Proving that the roots of $1/(x + a_1) + 1/(x+a_2) + ... + 1/(x+a_n) = 1/x$ are all real

Question

Prove that the roots of the equation: $$\frac1{x + a_1} + \frac1{x+a_2} + \cdots + \frac1{x+a_n} = \frac1x$$ are all real, where $a_1, a_2, \ldots, a_n$ are all negative real numbers.

Answer 1

We can prove a stronger statement: the equation above has $n - 1$ real positive roots and a negative real one, and there are no other roots.

Let $$g(x) = \sum_{i = 1}^n \frac1{x-a_i} - \frac1x,\qquad a_i \in (0, +\infty).$$

Note that $g(x)$ is defined in $\mathbb R \setminus \{0, a_1, \ldots, a_n\}$ and it's also continuous. Without loss of generality, suppose that $a_1 < a_2 < \cdots < a_n$.
Now, consider the interval $(a_i, a_{i + 1})$. We have that:

• $\lim\limits_{x \to a_i^+} g(x) = +\infty$
• $\lim\limits_{x \to a_{i + 1}^-} g(x) = -\infty$

Therefore, from the definition of limit and the intermediate value theorem, we deduce that there is a root in $(a_i, a_{i + 1})$. We proved the existence of $n - 1$ real positive roots.

It can be easily verified that

• $\lim\limits_{x \to -\infty} g(x) = 0^-$
• $\lim\limits_{x \to 0^-} g(x) = +\infty$

Again, from the definition of limit and the intermediate value theorem we conclude that there is another real root in the interval $(-\infty, 0)$.
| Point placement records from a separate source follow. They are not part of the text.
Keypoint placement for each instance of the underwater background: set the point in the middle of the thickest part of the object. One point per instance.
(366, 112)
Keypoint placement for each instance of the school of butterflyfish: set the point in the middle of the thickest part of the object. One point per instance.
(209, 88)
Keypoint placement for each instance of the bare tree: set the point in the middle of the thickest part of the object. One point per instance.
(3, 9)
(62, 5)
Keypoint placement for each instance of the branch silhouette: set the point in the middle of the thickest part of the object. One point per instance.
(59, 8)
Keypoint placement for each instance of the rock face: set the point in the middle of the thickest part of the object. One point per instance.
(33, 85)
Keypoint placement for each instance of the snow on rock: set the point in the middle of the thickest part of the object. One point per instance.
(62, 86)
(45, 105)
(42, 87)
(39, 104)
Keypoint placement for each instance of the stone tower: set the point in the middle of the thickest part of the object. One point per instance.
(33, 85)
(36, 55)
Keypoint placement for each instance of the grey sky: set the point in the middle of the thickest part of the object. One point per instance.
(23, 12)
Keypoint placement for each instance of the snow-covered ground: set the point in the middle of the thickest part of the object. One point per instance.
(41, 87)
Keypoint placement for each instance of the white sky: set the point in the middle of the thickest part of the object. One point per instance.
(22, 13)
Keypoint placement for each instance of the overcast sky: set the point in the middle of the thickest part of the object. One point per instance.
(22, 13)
We are done: observe that the equation $g(x) = 0$ is equivalent, through some simple algebra, to a polynomial equation of degree $n$. Having found $n$ real roots, we conclude that there are no complex roots.

Answer 2

HINT:

$$\dfrac1x=\sum_{r=1}^n\dfrac1{x+a_r}\iff n=\sum_{r=1}^n\dfrac{a_r}{x+a_r}$$

Let $p+iq$ is a root where $p,q$ are real

$$\implies n=\sum_{r=1}^n\dfrac1{p+iq+a_r}$$

Using Complex conjugate root theorem, $$n=\sum_{r=1}^n\dfrac1{p-iq+a_r}$$

Subtracting we get $$n-n=\sum_{r=1}^n\left(\dfrac1{p-iq+a_r}-\dfrac1{p+iq+a_r}\right)$$

$$\iff0=2iq\sum_{r=1}^n\dfrac1{(p+a_r)^2+q^2}$$

Answer 3

Your question is solved in

Number of real roots of $\frac{a_1}{a_1-x}+\frac{a_2}{a_2-x}+...+\frac{a_n}{a_n-x}=2016$ for $0<a_1<...<a_n$?

because

$1=\sum\limits_{k=1}^n \frac{x}{x+a_k}=\sum\limits_{k=1}^n \frac{1/|a_k|}{1/|a_k|-1/x}$ .

Answer 4

This is a fairy intuitive way of approaching it.
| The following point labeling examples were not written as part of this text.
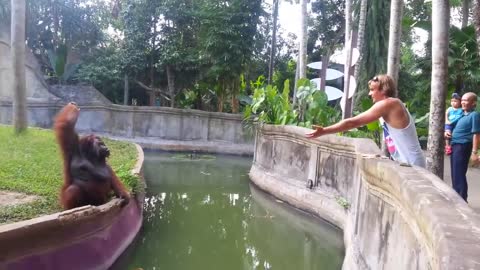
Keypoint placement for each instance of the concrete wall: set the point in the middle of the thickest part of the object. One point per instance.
(53, 242)
(36, 86)
(393, 217)
(152, 127)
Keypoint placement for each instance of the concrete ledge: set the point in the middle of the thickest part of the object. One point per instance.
(393, 217)
(99, 233)
(152, 127)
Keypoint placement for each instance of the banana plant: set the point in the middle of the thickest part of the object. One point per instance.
(62, 67)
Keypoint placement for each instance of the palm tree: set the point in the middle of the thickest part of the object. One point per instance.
(465, 12)
(303, 41)
(476, 21)
(393, 64)
(347, 111)
(274, 41)
(440, 27)
(17, 51)
(361, 36)
(301, 71)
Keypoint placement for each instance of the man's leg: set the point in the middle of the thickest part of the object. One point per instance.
(459, 165)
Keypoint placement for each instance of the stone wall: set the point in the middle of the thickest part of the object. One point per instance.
(152, 127)
(35, 84)
(393, 217)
Consider 2 functions, $$y=\frac{1}{x}$$ $$y=\sum_{i=1}^n \frac{1}{x+a_i}$$ Since $a_i>0$, graph the 2 functions. Graph

Without loss of generality, assume that $\prod_{i=1}^n a_i\neq0 $

Trivially, the original equation is $n-1$th-degree polynomial equation, so by the Fundamental Theorem of Algebra, it can have at most $n-1$ roots.

From the graph, we can identify $n-1$ intersection points.

Therefore, all roots are real.

Answer 5

It is not very convenient to prove this assertion for negative numbers. Let us assume $$ 0<a_1<a_2<\cdots<a_n $$ and consider the function $$ f(x)=\frac{1}{x-a_1}+\ldots+\frac{1}{x-a_n}-\frac{1}{x} $$ $f(x)$ is continues at $(-\infty,0)$, $(0,a_1)$, $(a_1,a_2)$ , $\ldots$ , $(a_{n-1},a_n)$ , $(a_n,\infty)$.

Note that if $x=-\sum_{i=1}^{n} a_i$, then $f(x)<0$ (why?). In addition, $$ \lim_{x\to0^{-}}f(x)=\infty $$ so by the Intermediate value theorem there exist $x_1\in(-\infty,0)$ such that $f(x_1)=0$. Similarly, $$ \lim_{x\to a_1^{+}}f(x)=\infty\qquad\lim_{x\to a_2^{-}}f(x)=-\infty $$ so again by the Intermediate value theorem there exist $x_2\in(a_1,a_2)$ such that $f(x_2)=0$. In the same reasoning we can prove that there exist $x_i\in(a_{i-1},a_i)$ such that $f(x_i)=0$ for each $2\leq i\leq n$. We have found at least $n$ solutions for $f(x)=0$. Since $$ f(x)=\frac{\text{polynomial of $n$ degree}}{(x-a_1)\cdots(x-a_n)x} $$ We deduce that $f(x)=0$ have at most $n$ solutions. Hence $f(x)=0$ have exactly $n$ solutions, as desired.